To complicate matters, it must be remembered
that certain metals form more than one oxide and
such oxides have varying stability. Consequently, it
is necessary to consider not only the oxide present
on the surface of the parent material when attempting
to assess the difficulty of brazing, but also which
particular oxide, or group of oxides, is present.
Oxides which are formed on the surfaces of alloys
are usually solid solutions of the oxides of the metals
which comprise the alloy and not just a single oxide.
Moreover, the heat of formation of oxides on the
surface of pure metals will not necessarily be the
same as that of oxides produced on alloys of the same
metals. In consequence, it does not follow that, if it is
relatively easy to braze a particular alloy, the brazing
of the individual metals which go to make up that
alloy will be equally easy to achieve.
During any oxidation cycle, the surface of an
alloy becomes covered with a heterogeneous oxide
film, which frequently consists of layers of different
oxides, having differing compositions. The type
and composition of oxides present in such layers is
dependent upon the temperature and time for which
the component has been exposed to the oxidising
environment. A typical example may be found in
the range of chromium-bearing steels which are
generally considered to be difficult items to furnace
braze. The oxide of chromium, Cr2O3, forms a
strong bond with the steel surface and, in addition,
is not readily reduced to metallic ions.

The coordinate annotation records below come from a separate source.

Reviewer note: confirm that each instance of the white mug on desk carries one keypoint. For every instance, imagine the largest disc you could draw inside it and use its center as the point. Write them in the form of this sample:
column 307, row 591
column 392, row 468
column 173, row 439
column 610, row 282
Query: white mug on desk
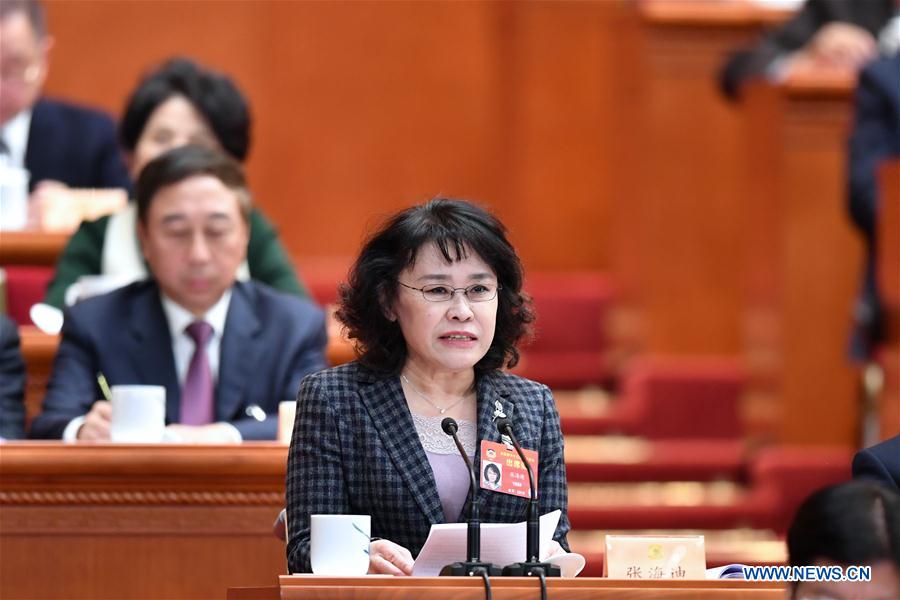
column 138, row 413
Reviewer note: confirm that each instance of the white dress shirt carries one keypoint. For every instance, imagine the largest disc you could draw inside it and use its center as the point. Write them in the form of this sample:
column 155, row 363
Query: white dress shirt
column 15, row 135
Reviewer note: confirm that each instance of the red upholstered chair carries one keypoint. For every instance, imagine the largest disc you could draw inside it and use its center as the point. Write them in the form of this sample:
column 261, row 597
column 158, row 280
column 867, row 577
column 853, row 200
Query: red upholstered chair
column 783, row 476
column 678, row 398
column 25, row 286
column 571, row 343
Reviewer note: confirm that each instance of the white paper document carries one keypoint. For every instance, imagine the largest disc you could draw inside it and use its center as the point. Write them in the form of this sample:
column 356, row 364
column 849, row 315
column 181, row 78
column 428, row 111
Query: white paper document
column 501, row 544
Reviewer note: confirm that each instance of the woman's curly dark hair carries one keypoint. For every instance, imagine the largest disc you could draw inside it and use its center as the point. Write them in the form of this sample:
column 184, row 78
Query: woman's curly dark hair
column 455, row 227
column 213, row 95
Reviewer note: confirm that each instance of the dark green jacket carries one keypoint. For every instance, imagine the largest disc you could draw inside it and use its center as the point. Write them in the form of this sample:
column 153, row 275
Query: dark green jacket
column 268, row 261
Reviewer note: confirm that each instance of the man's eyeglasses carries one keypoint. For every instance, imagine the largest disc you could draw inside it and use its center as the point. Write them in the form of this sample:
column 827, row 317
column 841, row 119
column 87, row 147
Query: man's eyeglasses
column 438, row 292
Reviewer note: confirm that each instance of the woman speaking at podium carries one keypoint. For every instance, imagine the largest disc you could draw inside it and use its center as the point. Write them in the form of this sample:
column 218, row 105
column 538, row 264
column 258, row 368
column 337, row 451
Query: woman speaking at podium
column 434, row 304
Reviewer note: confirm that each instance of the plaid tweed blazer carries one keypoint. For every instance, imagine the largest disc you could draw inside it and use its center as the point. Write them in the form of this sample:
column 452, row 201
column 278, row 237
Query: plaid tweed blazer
column 355, row 450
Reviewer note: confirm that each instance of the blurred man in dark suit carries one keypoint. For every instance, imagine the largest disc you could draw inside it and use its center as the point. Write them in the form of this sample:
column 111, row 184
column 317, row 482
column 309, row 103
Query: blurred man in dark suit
column 823, row 32
column 880, row 462
column 12, row 382
column 227, row 352
column 55, row 141
column 875, row 137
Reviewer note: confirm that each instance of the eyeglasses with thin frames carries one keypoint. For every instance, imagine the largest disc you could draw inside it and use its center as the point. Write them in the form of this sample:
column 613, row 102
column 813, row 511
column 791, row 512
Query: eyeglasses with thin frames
column 438, row 292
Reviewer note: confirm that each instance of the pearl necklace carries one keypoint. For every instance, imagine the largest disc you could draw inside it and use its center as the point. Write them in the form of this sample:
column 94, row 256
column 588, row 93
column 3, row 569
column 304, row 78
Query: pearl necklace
column 427, row 399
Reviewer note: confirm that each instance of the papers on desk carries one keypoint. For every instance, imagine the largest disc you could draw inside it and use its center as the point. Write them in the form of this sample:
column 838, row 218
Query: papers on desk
column 501, row 544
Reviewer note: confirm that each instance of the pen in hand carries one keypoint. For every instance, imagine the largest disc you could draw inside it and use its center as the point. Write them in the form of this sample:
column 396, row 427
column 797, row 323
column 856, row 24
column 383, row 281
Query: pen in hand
column 104, row 387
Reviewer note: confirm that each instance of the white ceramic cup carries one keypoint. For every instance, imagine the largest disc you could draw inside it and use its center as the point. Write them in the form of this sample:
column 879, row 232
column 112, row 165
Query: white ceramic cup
column 139, row 413
column 13, row 198
column 287, row 411
column 339, row 544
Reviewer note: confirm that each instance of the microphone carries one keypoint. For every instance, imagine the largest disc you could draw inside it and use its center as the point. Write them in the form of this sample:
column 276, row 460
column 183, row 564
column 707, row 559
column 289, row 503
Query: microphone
column 473, row 565
column 532, row 567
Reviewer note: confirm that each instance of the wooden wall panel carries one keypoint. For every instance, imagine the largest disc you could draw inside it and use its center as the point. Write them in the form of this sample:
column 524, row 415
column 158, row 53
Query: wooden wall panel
column 804, row 258
column 681, row 221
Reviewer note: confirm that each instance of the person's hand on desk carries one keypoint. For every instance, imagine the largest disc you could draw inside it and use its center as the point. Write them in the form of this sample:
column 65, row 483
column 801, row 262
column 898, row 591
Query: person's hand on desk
column 836, row 45
column 54, row 206
column 214, row 433
column 388, row 558
column 96, row 423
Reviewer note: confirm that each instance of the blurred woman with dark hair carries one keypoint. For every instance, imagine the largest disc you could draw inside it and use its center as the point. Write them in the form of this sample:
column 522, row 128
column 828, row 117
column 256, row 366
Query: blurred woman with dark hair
column 179, row 103
column 435, row 305
column 849, row 524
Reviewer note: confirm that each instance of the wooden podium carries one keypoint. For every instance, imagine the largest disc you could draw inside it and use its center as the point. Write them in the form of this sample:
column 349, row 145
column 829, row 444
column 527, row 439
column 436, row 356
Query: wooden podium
column 503, row 588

However, it
is recognised that other more complex oxides such
as FeCr2O3 and FeOCr2O3, will be produced on the
surface of the steel during the oxidation cycle and
that the ionic bonds of these oxides will be weaker
than in the Cr2O3 layer, and hence easier to reduce.
The diagram shown in Fig. 1 gives data on
the temperature dependence of the free energy of
certain oxides. Variation of free energy has been
related to one mole of oxygen at a pressure equal to
one atmosphere combined with the corresponding
quantity of metal in the oxides.
Fig. 1 Variation with temperature of the free energy of
certain oxides
2. Dissociation of Oxides
With increasing temperature, the free energy
associated with the formation of oxides decreases.

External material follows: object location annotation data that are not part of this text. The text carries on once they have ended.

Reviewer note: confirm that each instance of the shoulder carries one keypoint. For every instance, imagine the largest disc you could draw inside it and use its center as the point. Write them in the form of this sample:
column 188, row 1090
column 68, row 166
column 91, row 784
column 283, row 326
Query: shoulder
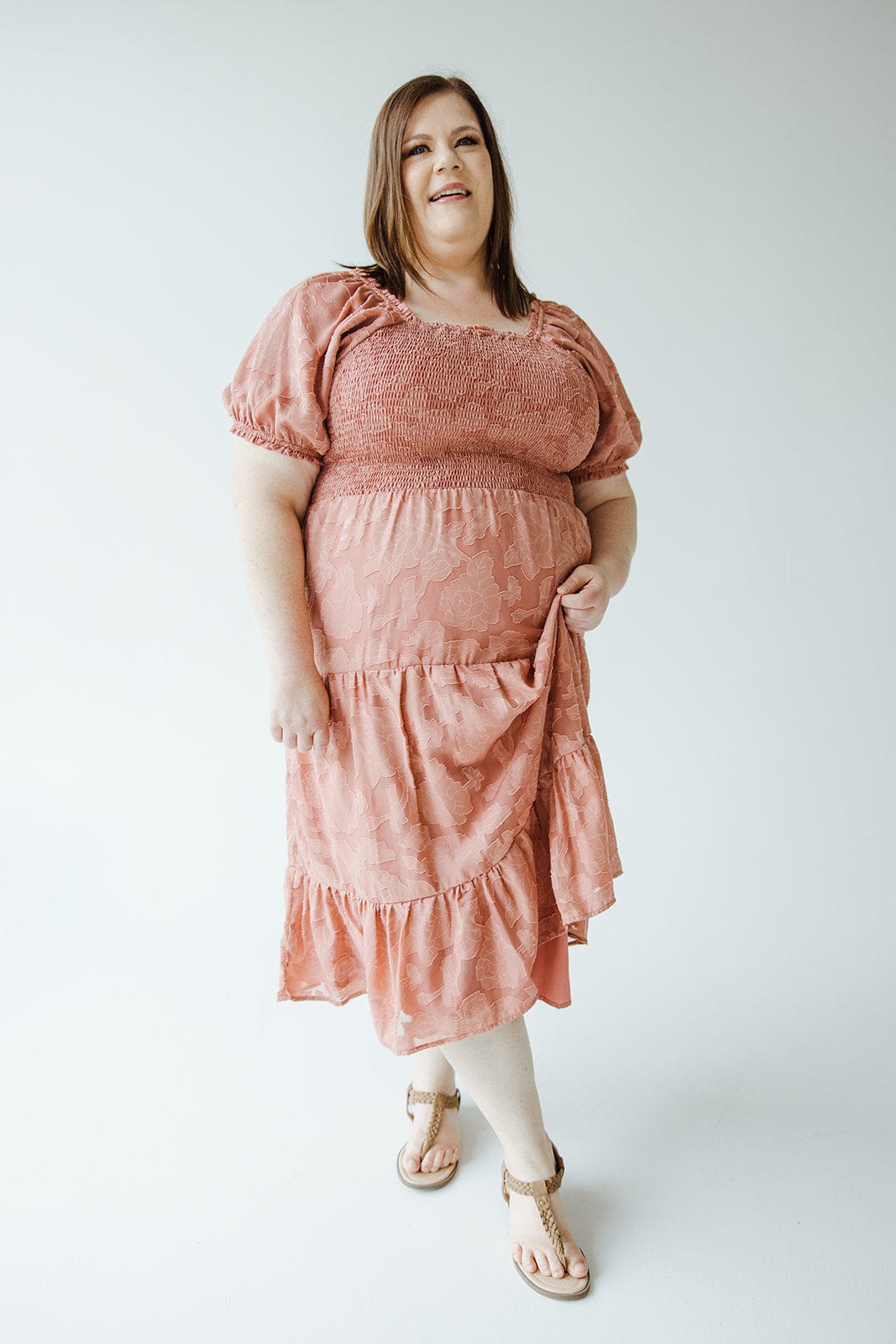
column 335, row 302
column 569, row 328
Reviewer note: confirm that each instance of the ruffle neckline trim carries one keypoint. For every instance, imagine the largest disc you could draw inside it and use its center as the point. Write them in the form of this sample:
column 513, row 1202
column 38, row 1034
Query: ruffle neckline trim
column 532, row 333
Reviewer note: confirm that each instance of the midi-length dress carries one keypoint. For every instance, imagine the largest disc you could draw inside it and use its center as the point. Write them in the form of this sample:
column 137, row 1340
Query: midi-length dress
column 456, row 837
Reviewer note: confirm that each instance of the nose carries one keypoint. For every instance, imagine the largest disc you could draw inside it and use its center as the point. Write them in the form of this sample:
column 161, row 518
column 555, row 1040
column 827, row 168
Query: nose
column 446, row 155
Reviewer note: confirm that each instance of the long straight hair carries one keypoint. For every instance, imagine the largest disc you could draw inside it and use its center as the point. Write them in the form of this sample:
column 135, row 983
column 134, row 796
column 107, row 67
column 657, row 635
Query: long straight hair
column 387, row 228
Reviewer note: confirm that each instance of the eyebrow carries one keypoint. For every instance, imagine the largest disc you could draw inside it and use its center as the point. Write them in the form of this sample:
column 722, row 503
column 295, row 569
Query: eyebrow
column 422, row 134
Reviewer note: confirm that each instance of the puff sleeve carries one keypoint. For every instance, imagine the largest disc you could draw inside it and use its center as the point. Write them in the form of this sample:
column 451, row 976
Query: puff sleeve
column 278, row 396
column 620, row 429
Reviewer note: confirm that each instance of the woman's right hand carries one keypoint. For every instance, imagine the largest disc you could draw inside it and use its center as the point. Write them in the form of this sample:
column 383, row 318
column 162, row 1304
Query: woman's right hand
column 300, row 709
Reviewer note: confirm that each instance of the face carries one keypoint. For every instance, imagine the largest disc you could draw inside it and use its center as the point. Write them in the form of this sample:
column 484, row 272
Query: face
column 443, row 144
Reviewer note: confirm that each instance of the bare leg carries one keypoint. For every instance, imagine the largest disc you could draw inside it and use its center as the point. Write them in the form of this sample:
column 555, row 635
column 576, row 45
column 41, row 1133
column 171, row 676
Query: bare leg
column 497, row 1072
column 432, row 1073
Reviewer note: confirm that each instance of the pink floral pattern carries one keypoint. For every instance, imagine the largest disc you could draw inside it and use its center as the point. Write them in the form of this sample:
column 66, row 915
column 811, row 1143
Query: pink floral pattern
column 456, row 839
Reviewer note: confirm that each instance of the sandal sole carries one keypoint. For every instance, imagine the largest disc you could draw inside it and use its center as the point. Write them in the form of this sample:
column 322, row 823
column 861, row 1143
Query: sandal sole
column 578, row 1287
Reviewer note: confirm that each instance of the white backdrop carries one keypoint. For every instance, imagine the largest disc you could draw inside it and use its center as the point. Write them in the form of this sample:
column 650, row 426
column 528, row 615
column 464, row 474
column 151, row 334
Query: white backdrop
column 711, row 187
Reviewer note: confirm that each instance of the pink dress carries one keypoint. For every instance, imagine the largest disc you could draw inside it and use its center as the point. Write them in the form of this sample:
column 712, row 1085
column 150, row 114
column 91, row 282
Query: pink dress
column 456, row 837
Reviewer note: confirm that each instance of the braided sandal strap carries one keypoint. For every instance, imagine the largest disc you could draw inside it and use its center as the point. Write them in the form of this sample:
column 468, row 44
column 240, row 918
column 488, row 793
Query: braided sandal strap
column 439, row 1102
column 540, row 1193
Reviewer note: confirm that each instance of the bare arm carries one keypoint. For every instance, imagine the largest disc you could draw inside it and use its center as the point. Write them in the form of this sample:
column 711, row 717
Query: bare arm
column 270, row 494
column 610, row 508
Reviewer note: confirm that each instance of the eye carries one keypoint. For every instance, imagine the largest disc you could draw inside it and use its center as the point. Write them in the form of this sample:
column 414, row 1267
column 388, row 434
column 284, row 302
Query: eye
column 412, row 151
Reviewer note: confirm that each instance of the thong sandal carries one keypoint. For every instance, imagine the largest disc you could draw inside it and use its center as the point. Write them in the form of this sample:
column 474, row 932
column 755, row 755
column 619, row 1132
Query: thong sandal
column 439, row 1102
column 570, row 1285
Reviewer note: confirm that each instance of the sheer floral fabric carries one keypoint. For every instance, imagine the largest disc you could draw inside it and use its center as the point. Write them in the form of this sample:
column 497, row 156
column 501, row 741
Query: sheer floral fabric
column 457, row 837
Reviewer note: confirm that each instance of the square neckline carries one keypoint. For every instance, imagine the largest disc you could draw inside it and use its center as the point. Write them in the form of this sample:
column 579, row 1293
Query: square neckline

Hence dissociation of oxides becomes easier to
accomplish as the temperature within the furnace
increases (Fig. 2). The temperature at which the
oxides dissociate depends directly on the partial
pressure of the oxygen in the environment. If
the partial pressure of oxygen in the surrounding
atmosphere is 0.21 atmosphere or more, the
dissociation pressure of the oxide will, in most
known metals and alloys, exceed their respective
melting points. It is clear, therefore, that under these
conditions (where dissociation of the oxide coating
is relied upon to provide an oxide-free surface over
which the molten brazing alloy can wet and flow),
brazing will be impossible.
There are, fortunately, exceptions to this rule.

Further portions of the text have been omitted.